In the last few months I have been talking about the persecution of Christians in the Sudan. But I haven't mentioned the role oil companies may be playing in this shameful affair. Events on April 6 illustrated this connection.

Despite protests from a diverse group, China National Petroleum began trading on the New York Stock Exchange. Groups spanning the ideological spectrum called on the Clinton administration to halt the trading, but to no avail. The groups included Amnesty International, Students for a Free Tibet, the AFL-CIO, Freedom House, the U.S. Business and Industrial Council, and the William J. Casey Institute.

China National Petroleum is owned by the Chinese government and is using oil from the Sudanese oil pipeline. This affects Sudanese Christians in two ways. As the companies dig for oil, thousands of Christians are forced from their land and killed in the process. Second, the Khartoum government is using the money to buy weapons which are used against Christians in southern Sudan.

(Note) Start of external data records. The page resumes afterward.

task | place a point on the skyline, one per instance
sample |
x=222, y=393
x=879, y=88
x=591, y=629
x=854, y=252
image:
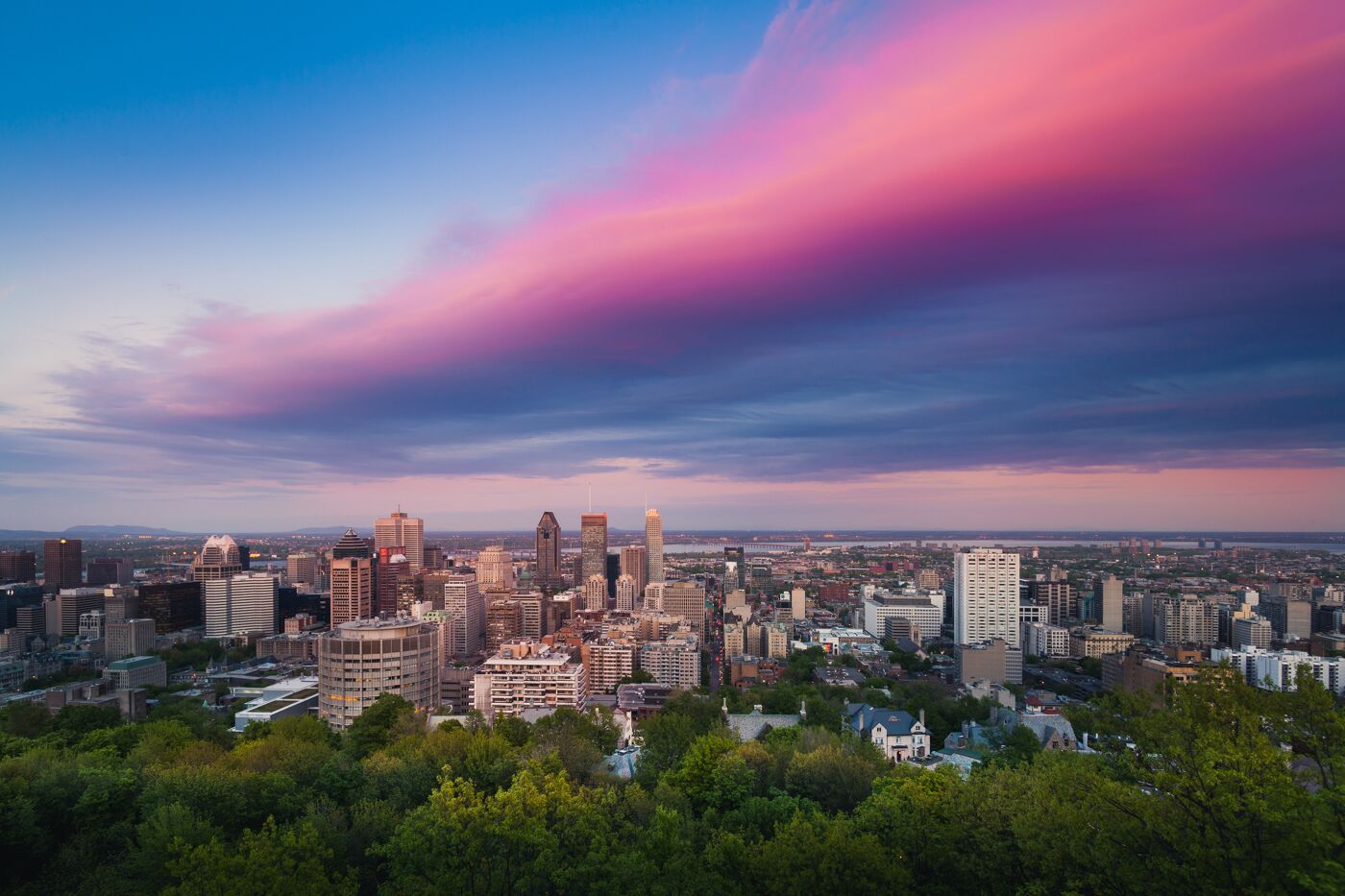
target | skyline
x=817, y=265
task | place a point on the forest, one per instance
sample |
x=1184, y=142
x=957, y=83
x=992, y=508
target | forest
x=1210, y=787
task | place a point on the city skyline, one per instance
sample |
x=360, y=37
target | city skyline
x=1060, y=265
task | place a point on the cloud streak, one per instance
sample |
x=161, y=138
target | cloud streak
x=1051, y=237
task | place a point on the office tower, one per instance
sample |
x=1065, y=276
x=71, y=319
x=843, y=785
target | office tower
x=654, y=545
x=686, y=599
x=360, y=660
x=353, y=590
x=241, y=604
x=495, y=569
x=17, y=566
x=674, y=661
x=394, y=584
x=66, y=606
x=799, y=603
x=1186, y=619
x=91, y=624
x=735, y=569
x=1110, y=603
x=353, y=545
x=218, y=559
x=461, y=597
x=406, y=533
x=634, y=564
x=528, y=675
x=62, y=564
x=1060, y=599
x=302, y=568
x=130, y=638
x=549, y=574
x=594, y=545
x=503, y=621
x=986, y=596
x=595, y=593
x=110, y=570
x=625, y=593
x=174, y=606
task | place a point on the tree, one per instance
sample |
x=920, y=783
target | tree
x=272, y=860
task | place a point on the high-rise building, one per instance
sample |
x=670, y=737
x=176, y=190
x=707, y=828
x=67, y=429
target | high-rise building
x=674, y=661
x=130, y=638
x=461, y=597
x=353, y=545
x=686, y=599
x=735, y=569
x=394, y=583
x=174, y=606
x=595, y=593
x=62, y=564
x=985, y=596
x=64, y=608
x=625, y=593
x=302, y=568
x=17, y=566
x=1110, y=603
x=1059, y=597
x=594, y=545
x=245, y=603
x=495, y=569
x=110, y=570
x=406, y=533
x=353, y=590
x=549, y=574
x=654, y=545
x=218, y=559
x=360, y=660
x=634, y=564
x=528, y=675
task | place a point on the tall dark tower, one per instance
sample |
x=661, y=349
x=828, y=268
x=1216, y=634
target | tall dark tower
x=549, y=552
x=62, y=564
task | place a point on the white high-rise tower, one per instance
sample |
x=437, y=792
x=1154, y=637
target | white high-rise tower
x=985, y=596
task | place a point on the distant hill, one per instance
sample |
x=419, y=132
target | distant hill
x=120, y=530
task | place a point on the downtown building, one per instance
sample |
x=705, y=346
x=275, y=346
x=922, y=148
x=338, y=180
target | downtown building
x=986, y=596
x=526, y=675
x=549, y=570
x=404, y=533
x=241, y=604
x=654, y=545
x=358, y=661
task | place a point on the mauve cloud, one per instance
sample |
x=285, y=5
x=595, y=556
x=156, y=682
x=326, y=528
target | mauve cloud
x=1051, y=235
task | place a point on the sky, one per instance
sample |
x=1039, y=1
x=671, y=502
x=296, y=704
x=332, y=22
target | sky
x=920, y=265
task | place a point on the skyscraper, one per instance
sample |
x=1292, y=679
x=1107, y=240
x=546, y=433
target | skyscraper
x=986, y=596
x=634, y=564
x=403, y=532
x=218, y=559
x=549, y=552
x=1110, y=600
x=352, y=545
x=242, y=603
x=62, y=564
x=594, y=545
x=654, y=545
x=495, y=569
x=353, y=590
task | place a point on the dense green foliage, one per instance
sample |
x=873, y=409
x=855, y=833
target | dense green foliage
x=1197, y=795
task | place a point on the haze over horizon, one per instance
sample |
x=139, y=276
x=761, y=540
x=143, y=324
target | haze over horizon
x=1060, y=265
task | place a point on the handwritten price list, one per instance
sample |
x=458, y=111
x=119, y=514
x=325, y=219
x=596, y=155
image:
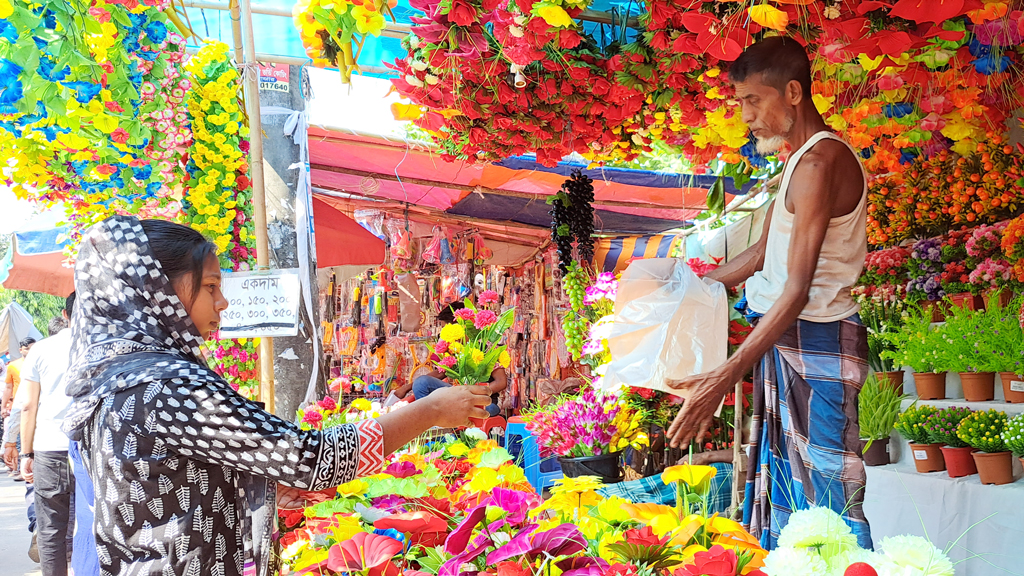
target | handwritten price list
x=260, y=304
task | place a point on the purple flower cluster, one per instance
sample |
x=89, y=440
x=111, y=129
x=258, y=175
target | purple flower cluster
x=579, y=426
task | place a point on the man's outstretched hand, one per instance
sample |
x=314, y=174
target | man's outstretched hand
x=694, y=417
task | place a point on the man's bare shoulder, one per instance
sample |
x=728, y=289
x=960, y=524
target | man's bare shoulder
x=830, y=169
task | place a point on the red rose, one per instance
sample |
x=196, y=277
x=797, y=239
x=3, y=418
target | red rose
x=462, y=12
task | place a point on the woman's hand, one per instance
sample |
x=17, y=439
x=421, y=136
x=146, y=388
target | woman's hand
x=454, y=406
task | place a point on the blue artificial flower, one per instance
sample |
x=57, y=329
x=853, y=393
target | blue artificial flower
x=898, y=110
x=86, y=90
x=46, y=66
x=142, y=172
x=157, y=32
x=989, y=65
x=7, y=31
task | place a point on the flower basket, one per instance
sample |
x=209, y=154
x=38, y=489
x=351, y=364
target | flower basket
x=960, y=461
x=966, y=300
x=928, y=457
x=605, y=466
x=878, y=454
x=978, y=386
x=1013, y=387
x=893, y=380
x=1001, y=295
x=931, y=385
x=994, y=468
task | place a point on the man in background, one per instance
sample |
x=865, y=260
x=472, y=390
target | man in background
x=44, y=447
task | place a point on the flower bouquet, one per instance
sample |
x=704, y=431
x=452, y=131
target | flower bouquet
x=468, y=348
x=983, y=430
x=592, y=427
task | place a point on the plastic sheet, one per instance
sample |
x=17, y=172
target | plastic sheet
x=669, y=325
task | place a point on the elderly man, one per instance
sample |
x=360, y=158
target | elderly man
x=808, y=347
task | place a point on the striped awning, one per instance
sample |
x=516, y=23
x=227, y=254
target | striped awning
x=613, y=254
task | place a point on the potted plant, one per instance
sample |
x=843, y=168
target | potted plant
x=1013, y=436
x=983, y=430
x=879, y=408
x=919, y=345
x=968, y=347
x=912, y=425
x=942, y=429
x=882, y=311
x=587, y=433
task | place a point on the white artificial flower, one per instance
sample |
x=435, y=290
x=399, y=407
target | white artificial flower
x=818, y=528
x=794, y=562
x=900, y=552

The protests appear to have had some effect. When the stock for PetroChina (a subsidiary of China National Petroleum) was offered at the initial public offering, the price remained flat. The profit projection dropped from $10 billion to less than $3 billion.

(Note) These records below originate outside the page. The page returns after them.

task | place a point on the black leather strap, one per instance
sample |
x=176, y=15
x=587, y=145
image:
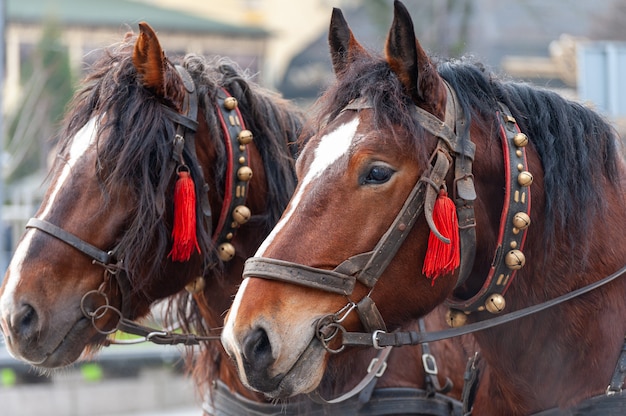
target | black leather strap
x=93, y=252
x=619, y=375
x=397, y=339
x=384, y=401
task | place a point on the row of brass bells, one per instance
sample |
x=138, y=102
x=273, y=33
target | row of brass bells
x=241, y=214
x=514, y=259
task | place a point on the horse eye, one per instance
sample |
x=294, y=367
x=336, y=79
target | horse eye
x=378, y=175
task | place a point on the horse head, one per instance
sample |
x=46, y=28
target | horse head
x=128, y=218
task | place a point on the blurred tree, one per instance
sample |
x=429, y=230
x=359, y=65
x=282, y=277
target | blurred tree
x=47, y=85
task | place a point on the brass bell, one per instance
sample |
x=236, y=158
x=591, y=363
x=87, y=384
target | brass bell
x=521, y=221
x=520, y=140
x=495, y=303
x=230, y=103
x=244, y=173
x=196, y=285
x=226, y=251
x=245, y=137
x=455, y=318
x=525, y=178
x=241, y=214
x=514, y=260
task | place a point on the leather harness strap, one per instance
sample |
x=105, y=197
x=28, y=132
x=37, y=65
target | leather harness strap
x=383, y=401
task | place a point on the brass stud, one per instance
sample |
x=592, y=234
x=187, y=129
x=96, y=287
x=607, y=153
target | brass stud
x=525, y=178
x=241, y=214
x=521, y=220
x=514, y=260
x=196, y=285
x=495, y=303
x=455, y=318
x=230, y=103
x=520, y=140
x=245, y=137
x=226, y=251
x=244, y=173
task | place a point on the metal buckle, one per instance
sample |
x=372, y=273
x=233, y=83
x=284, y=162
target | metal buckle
x=611, y=391
x=430, y=365
x=375, y=339
x=381, y=370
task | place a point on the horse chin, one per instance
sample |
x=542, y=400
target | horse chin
x=303, y=377
x=60, y=350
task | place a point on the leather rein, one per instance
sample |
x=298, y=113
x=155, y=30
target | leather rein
x=186, y=126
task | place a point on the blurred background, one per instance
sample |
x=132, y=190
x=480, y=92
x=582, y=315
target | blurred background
x=575, y=47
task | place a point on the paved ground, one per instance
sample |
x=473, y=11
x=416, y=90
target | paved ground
x=182, y=411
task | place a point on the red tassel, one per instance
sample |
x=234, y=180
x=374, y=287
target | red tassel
x=184, y=229
x=443, y=258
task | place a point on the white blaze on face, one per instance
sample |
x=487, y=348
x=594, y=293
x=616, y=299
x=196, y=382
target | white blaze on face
x=330, y=148
x=81, y=143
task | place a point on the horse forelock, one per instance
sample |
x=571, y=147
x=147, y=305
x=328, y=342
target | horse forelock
x=372, y=79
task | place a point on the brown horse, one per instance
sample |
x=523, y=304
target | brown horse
x=99, y=252
x=403, y=135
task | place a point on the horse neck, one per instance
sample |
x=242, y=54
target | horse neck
x=568, y=352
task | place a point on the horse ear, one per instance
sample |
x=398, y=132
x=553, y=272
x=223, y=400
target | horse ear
x=407, y=58
x=149, y=59
x=344, y=48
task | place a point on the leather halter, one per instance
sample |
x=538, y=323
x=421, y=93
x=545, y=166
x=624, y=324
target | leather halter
x=183, y=142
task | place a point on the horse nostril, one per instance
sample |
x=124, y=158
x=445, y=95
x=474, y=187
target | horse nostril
x=24, y=321
x=257, y=349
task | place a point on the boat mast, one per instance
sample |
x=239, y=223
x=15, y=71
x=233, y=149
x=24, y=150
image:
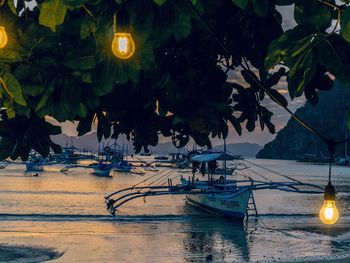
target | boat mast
x=346, y=143
x=225, y=163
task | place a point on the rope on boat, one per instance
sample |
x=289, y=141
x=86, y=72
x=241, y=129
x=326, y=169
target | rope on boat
x=259, y=174
x=162, y=177
x=145, y=180
x=275, y=172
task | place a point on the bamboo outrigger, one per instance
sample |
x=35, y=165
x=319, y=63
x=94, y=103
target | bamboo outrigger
x=232, y=198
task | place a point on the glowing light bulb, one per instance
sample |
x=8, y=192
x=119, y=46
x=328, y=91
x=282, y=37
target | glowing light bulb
x=329, y=213
x=123, y=45
x=3, y=37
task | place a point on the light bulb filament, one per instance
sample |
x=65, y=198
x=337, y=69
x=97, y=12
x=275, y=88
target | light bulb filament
x=123, y=44
x=3, y=37
x=328, y=213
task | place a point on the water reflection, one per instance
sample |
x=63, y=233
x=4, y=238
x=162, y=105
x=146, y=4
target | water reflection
x=215, y=239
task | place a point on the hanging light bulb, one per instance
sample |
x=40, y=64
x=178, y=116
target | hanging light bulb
x=329, y=213
x=123, y=45
x=3, y=37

Two key players in this are the Canadian company Talisman Energy and BP-Amoco which holds two percent of PetroChina. Christians and human rights groups are calling for a boycott of BP-Amoco gas stations.

Nina Shea, of the Center for Religious Freedom, says "Until oil came online last August, [Sudan] was a bankrupt, pariah state. Now [China National Petroleum is] providing it with the financial means and international prestige to finish off its genocidal campaign without a word of protest from the United Nations or Western political leaders." It's time for Christians and other groups to step up the pressure against China and Sudan.

I'm Kerby Anderson of Probe Ministries, and that's my opinion.